President Barack Obama signed the farm bill on Feb. 7, 2014, in Lansing, Mich.

“My message is we already did our part,” said Stabenow, the second ranking Democrat on the Senate Budget Committee and chairwoman of the Senate Ag Committee when the bill was passed.

“We are the only committee that voluntarily cut spending $23 billion and cut more than 100 programs,” she said.

She noted that the Agriculture committees had come up with an early proposal when it appeared that a supercommittee would undertake budget cuts, and that when the process failed, the Agriculture committees lived up to their promise to cut $23 billion from Agriculture Department programs.

“Universally, people do not want to reopen the farm bill, any part of it,” Stabenow said. If Congress wants to do reconciliation, she added, “they can do it for everybody else.”

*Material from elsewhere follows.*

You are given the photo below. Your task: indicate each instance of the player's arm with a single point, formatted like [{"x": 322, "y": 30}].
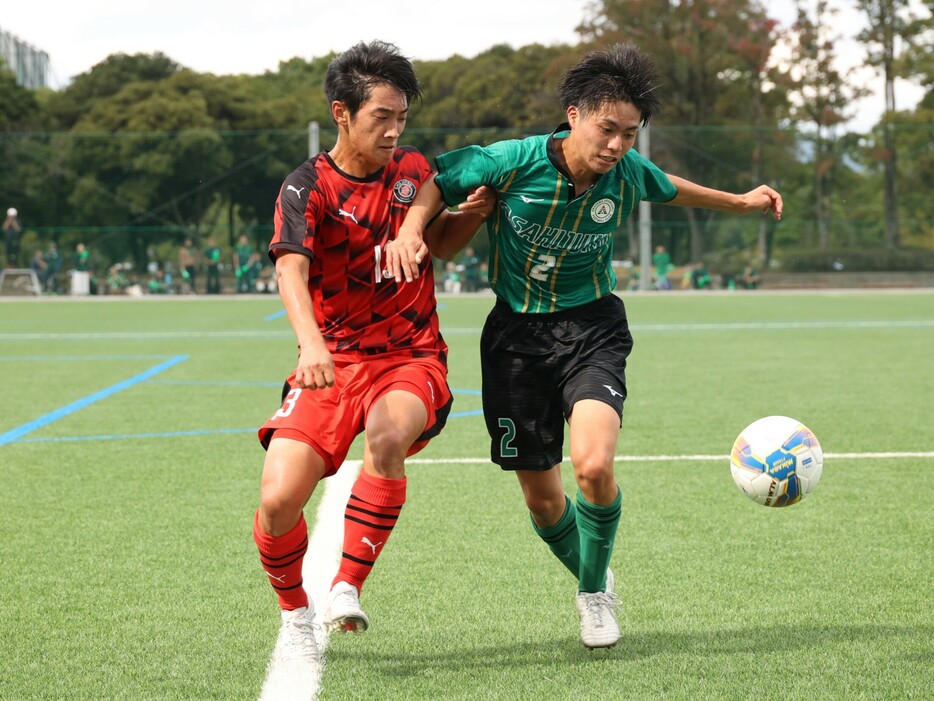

Asked whether the Congressional Budget Office’s projections that the commodity title will cost more than estimated because lower crop prices will trigger payments to farmers, Stabenow said that the commodity title could be reexamined “as we go through the five years,” but not now.

The commodity programs “were put in place for a reason,” she said. “We have seen the marketplace change.”

Stabenow said that in a period in which Congress passed so little legislation, she is pleased that a five-year farm bill is in place to give stability to the agricultural sector of the economy.

She also praised the bill for helping Michigan’s cherry farmers, and said she is hearing “very enthusiastic comments” from around the country about the conservation projects to protect watersheds.

Stabenow also cited the programs for farmers markets, local food systems, community gardens and beginning and veteran farmers as major accomplishments.